В этой жизни еще многое поправится,
В этой жизни столько ра-а-аз весна-а-а-а, —
запел Валентинов.
«На фронт, на фронт!» — с новой силой подумал Стрельцов.
V
— Все ясно, дорогой Алексей Петрович. Коль при первой тревоге, в одну минуту поднялись в воздух столько бомбардировщиков, можно, как говорите вы, крестьяне, быть в надеже, скоро и мы двинемся — скоро, скоро! — твердо нажимая на «р», говорил Лаврищев, когда они с Ипатовым вышли из лагеря и по лесной дороге направились в штаб армии, на узел связи. — Это самое обнадеживающее в досадном случае с Карамышевой. Наступление! — произнес он сильно, с горячен надеждой, — А там — мир, новая жизнь. Ох как быстро будем жить после победы!..
— Вам только быстрее бы, Николай Николаевич, — озабоченно сказал Ипатов, выходя на высокую мшистую обочину дороги, где было посуше. — Рветесь к своей работе? А война еще говорит: подождите, я еще не разобрался до конца с вами, вы мне, может быть, еще должны…
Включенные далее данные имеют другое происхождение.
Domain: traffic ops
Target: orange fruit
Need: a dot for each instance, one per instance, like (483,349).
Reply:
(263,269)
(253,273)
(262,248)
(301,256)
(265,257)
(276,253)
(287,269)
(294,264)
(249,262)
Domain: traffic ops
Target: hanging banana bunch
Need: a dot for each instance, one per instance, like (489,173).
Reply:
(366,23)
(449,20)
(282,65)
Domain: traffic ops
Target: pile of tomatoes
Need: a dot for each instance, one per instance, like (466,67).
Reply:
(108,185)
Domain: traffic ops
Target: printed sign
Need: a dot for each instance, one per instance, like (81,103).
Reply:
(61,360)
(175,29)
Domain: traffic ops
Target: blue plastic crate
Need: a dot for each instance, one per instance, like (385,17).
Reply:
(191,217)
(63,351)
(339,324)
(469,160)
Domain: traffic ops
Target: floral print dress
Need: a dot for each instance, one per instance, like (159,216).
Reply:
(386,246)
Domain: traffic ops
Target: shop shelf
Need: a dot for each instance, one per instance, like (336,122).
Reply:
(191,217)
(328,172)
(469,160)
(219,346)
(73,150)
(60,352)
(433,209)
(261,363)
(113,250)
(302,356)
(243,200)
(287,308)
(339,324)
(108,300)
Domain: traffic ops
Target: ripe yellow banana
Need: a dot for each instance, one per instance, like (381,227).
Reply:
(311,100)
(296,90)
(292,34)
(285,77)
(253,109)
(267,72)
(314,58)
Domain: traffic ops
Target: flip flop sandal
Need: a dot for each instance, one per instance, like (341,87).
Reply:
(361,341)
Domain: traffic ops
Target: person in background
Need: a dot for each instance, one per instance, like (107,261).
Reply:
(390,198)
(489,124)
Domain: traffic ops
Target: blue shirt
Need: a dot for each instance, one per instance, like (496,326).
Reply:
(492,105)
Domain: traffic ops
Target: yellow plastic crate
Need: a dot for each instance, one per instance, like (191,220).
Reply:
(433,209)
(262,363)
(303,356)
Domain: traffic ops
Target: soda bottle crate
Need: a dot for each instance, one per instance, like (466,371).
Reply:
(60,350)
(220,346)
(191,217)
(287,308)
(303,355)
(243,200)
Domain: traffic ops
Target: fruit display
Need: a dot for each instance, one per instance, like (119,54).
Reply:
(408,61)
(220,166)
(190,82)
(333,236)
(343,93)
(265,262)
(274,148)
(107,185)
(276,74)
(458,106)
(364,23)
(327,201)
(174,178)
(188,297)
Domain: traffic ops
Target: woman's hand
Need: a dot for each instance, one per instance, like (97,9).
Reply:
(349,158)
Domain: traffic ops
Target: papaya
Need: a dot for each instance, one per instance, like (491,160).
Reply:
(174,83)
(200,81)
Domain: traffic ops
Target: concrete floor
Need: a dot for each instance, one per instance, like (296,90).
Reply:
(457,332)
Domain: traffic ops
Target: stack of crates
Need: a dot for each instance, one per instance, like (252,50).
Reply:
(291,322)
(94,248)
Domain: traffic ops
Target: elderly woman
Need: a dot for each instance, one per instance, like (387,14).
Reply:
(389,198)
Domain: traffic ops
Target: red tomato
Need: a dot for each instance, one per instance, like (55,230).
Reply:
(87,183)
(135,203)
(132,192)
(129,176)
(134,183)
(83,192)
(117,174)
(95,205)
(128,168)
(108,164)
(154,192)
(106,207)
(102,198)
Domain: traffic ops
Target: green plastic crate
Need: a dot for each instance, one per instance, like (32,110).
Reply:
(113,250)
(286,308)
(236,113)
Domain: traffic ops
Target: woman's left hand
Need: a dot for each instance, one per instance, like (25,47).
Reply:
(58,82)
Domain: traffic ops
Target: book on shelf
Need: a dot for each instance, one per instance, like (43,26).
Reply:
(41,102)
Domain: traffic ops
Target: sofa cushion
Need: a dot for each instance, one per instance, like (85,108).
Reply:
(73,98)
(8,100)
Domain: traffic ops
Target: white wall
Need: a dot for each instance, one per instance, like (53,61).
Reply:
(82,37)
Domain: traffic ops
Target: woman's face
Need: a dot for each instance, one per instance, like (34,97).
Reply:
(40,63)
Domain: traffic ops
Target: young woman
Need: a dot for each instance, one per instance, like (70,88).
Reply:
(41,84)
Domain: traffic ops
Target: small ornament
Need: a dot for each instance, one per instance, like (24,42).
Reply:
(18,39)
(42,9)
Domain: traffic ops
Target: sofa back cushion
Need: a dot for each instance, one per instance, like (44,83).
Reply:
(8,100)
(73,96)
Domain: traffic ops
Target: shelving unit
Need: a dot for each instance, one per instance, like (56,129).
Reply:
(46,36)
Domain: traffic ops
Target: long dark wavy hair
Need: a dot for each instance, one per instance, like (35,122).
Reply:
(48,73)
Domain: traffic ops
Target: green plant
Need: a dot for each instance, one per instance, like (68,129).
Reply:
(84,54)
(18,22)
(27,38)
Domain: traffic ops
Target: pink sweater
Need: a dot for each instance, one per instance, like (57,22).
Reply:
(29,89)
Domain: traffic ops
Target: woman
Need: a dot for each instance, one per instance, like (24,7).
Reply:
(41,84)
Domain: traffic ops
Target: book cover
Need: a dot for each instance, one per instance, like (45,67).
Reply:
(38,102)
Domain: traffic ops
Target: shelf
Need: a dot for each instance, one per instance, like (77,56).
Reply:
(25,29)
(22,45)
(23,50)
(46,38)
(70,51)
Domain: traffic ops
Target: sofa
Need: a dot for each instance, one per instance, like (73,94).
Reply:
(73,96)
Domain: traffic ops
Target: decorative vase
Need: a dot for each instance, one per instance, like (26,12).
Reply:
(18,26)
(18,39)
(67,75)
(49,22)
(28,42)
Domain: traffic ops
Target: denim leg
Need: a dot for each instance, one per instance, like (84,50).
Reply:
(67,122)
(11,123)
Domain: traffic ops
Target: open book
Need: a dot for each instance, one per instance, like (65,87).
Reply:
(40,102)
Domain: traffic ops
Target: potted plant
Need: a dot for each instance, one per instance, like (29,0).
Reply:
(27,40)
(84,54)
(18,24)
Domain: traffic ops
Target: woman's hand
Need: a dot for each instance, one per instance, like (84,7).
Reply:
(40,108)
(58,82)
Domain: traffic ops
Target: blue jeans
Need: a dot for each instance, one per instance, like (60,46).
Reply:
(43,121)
— То, что мы сделали, теперь уже сделано. Победили в этой войне мы! При любых условиях, это ясно. — Задумался. — А вам, может, вернуться, Петрович? Вы что-то слишком расхромались.
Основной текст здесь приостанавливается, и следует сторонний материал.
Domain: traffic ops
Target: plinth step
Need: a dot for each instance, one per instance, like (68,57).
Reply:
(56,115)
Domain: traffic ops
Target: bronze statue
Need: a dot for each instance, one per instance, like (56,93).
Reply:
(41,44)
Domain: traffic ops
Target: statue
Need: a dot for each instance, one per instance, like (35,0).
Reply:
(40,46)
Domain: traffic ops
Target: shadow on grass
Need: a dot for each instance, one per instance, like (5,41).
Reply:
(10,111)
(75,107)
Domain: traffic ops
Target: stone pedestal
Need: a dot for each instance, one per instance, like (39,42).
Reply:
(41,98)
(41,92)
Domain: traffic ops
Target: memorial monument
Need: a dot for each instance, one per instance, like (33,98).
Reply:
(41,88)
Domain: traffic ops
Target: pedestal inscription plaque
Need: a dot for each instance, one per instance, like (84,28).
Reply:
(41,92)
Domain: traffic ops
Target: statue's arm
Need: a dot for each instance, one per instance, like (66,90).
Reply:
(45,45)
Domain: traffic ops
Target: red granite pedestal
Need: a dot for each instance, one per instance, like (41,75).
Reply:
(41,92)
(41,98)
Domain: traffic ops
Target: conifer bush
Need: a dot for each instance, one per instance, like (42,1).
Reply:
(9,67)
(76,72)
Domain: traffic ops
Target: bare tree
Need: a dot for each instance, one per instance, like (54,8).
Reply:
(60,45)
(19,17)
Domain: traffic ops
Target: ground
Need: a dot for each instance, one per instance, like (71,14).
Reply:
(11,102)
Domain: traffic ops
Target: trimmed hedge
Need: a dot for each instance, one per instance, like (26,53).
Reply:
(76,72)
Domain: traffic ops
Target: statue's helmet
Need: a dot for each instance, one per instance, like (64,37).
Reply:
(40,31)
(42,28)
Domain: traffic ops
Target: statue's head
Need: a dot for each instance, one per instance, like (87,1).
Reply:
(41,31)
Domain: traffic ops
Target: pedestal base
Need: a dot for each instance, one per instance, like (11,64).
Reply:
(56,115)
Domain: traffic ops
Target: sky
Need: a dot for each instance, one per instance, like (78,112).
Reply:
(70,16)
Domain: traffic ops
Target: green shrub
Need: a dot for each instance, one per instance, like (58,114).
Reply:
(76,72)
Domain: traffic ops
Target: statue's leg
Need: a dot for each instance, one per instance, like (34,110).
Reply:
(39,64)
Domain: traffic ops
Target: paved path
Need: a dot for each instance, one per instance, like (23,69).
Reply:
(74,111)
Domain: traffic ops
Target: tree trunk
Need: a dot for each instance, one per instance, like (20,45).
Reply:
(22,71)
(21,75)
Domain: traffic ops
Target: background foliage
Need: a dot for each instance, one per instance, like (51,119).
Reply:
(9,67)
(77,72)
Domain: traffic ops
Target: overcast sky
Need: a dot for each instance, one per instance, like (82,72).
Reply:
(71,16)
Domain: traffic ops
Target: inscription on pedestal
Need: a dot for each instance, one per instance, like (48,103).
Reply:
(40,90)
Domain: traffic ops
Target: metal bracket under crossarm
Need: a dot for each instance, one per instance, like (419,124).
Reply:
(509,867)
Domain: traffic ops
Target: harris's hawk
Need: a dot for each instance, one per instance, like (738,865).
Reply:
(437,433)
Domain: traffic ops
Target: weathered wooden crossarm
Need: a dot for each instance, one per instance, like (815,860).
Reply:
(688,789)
— Ничего, — пробурчал Ипатов, стиснув зубы. — Надо наконец решить с Карамышевой, что ж мы томим девчонку. Третий день пошел — и никакой ясности…
— Ну-ну, смотрите, вам виднее.
Ипатов не говорил Лаврищеву о том, что только сегодня ночью к нему по делу Карамышевой приезжал представитель особого отдела армии капитан Станков. Он интересовался поведением Карамышевой, о чем она говорила в роте, с кем дружила, что известно о ее домашних, происхождении и прочее. Ипатов принял особиста вежливо, ответил на его вопросы; Станков, со своей стороны, вежливо предупредил, чтобы Карамышеву пока держали под арестом, построже, никого к ней не допускали, и уехал, не сказав больше ничего определенного. Все это не на шутку встревожило Ипатова: с особым отделом не до шуток! Обеспокоенный, еще не зная, что предпринять, Ипатов уговорил Лаврищева сходить на узел связи — разведать обстановку. К тому же, как он узнал, вернулся из поездки в части и генерал Прохоров.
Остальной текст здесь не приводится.